Com os laterais espetados e bem abertos dando amplitude e com dois atacantes segurando os zagueiros, a distância entre zagueiros e laterais do Remo era grande, permitindo infiltrações sem bola para triangulações por ambos os lados. Com a centralização dos meias, as entrelinhas eram completamente ocupadas por adversários em virtude da descompactação e das perseguições longas ao adversário.

A intenção de atrair o Remo era feita com passes entre os zagueiros, mas também pela movimentação de Guedes, que chamava Yuri para subir no terreno e deixar apenas Michel Schmöller mais fixo. Assim, conseguiam gerar jogo às costas dos volantes, com Lúcio Flávio, Erivélton e Jones Carioca recuando e jogando na entrelinha com 20 metros de terreno para criarem.
Essa movimentação não foi percebida por Waldemar. Era a fonte de iniciação dos ataques adversários. É fato que Eduardo Ramos, se estivesse em condições, fecharia a linha de passe de Anderson Pedra, contudo, o sincronismo entre recuo e infiltração estava sendo bem executado na tentativa de aumentar o espaço efetivo de jogo. Nossos volantes são bem posicionais e geram jogo, mas com os encaixes com perseguições longas, abrem espaço atrás e alongam a equipe, permitindo o povoamento do setor médio-defensivo.

Quando teve o rebote, a proposta do ABC era aproximar o lateral, um dos atacantes e um dos meias. Essa triangulação confundia a marcação, pois os desmarques tiravam as referências, principalmente da dupla de zaga no segundo tempo. Com a perda da referência, nossos jogadores não sabiam se acompanhavam o marcador ou se guardavam posição, e essa indecisão era abria a possibilidade da tabela e criava espaços nos flancos e na região central.
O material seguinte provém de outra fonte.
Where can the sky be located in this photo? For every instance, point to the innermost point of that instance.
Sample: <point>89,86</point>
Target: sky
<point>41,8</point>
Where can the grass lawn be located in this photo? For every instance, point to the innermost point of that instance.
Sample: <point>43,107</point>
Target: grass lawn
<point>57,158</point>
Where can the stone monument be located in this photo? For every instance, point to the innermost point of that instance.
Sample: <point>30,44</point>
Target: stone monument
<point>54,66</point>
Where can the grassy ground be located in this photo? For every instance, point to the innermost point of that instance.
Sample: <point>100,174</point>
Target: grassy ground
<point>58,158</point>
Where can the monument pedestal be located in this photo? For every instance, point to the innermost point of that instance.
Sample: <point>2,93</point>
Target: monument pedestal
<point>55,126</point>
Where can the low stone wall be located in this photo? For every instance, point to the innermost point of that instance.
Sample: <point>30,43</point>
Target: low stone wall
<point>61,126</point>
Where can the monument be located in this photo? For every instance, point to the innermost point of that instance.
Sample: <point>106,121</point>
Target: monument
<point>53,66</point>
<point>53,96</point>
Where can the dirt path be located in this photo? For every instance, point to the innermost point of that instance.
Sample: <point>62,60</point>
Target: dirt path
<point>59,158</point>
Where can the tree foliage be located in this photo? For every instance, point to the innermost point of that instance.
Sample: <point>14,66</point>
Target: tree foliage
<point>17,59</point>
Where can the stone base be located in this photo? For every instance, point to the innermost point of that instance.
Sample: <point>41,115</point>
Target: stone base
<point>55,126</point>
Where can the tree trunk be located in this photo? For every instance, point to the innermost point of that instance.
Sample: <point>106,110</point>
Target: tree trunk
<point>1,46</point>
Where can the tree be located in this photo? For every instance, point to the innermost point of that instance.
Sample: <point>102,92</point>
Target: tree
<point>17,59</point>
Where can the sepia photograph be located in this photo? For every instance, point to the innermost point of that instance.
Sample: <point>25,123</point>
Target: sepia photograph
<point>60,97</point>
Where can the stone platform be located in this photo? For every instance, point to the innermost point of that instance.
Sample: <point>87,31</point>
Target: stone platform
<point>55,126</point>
Um outro detalhe foi a demora no tempo de reação às jogadas. Os jogadores estavam muito estáticos, partindo sempre uns segundos atrasados, fazendo com que as coberturas defensivas fossem ineficazes. Ter como sub-princípio a zona pressionante requer boas tomadas de decisões e bom tempo de reação, e isso nós não tivemos no jogo, prejudicado ainda mais pela descompactação forçada pelo adversário com a estratégia de atrair para só então avançar.
Quando se marca zonalmente com perseguições curtas, é preciso haver recomposição e delimitar quadrantes de atuação. Se não há recomposição efetiva, os quadrantes são povoados pelo adversários com movimentações de desmarques de apoio e ruptura, gerando chances de finalização. Esse pequeno grande detalhe nos deixou à deriva na marcação e sem saída para os contra-ataques.
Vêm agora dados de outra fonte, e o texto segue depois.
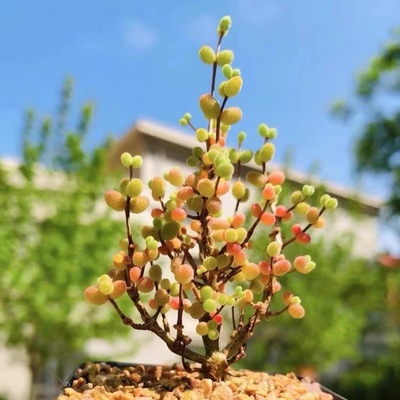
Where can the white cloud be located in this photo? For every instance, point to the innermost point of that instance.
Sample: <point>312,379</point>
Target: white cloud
<point>139,35</point>
<point>258,11</point>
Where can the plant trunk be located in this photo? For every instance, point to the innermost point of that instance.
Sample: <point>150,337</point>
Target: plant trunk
<point>35,366</point>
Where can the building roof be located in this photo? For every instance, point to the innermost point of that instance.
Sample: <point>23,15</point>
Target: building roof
<point>133,140</point>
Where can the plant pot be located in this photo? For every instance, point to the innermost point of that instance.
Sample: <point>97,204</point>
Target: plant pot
<point>97,379</point>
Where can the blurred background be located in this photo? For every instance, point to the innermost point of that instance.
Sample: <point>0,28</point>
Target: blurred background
<point>76,77</point>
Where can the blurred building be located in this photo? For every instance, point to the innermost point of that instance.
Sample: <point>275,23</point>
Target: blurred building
<point>162,148</point>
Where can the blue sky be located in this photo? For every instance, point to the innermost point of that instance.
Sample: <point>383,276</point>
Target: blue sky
<point>138,59</point>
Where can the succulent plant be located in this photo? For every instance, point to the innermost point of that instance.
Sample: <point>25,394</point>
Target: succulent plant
<point>196,261</point>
A estratégia para a partida foi a correta, mas não soubemos operacionalizá-la e tivemos algumas escolhas erradas. Eduardo Ramos não poderia ser escalado debilitado fisicamente, pois o modelo de jogo do ABC exigia que a marcação aos volantes fosse ativa e pressionante para evitar as transições diagonais para os laterais. Não marcá-las foi meio caminho andado para oferecer ao adversário a chance de ficar à vontade na partida.
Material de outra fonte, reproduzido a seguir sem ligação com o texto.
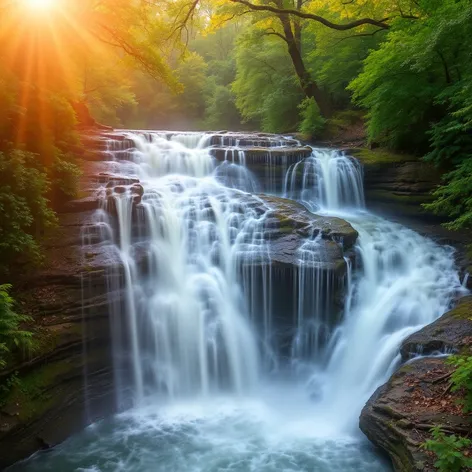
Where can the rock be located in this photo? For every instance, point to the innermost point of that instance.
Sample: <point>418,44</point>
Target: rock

O outro erro foi de execução das prerrogativas que as funções exigem. Recompor corretamente é fundamental para combater um jogo direto e que gera troca de passes apenas a partir do último terço do campo. Não soubemos fazer nossos princípios emergirem na partida e tivemos que sempre reagir ao que o adversário propôs, tendo que contar muitas vezes com erros de execução nas jogadas para poder sairmos e desafogarmos o jogo.
É importante ressaltar que não fomos dominados na partida, mas fomos muito bem controlados e, em um campeonato tão equilibrado, já é suficiente para não obtermos um resultado positivo. Jogar de maneira condicionada não está errado, mas é possível controlar sem ter o total domínio. Estávamos condicionados pela estratégia, mas fomos controlados pela má execução dos princípios que norteiam nosso jogo.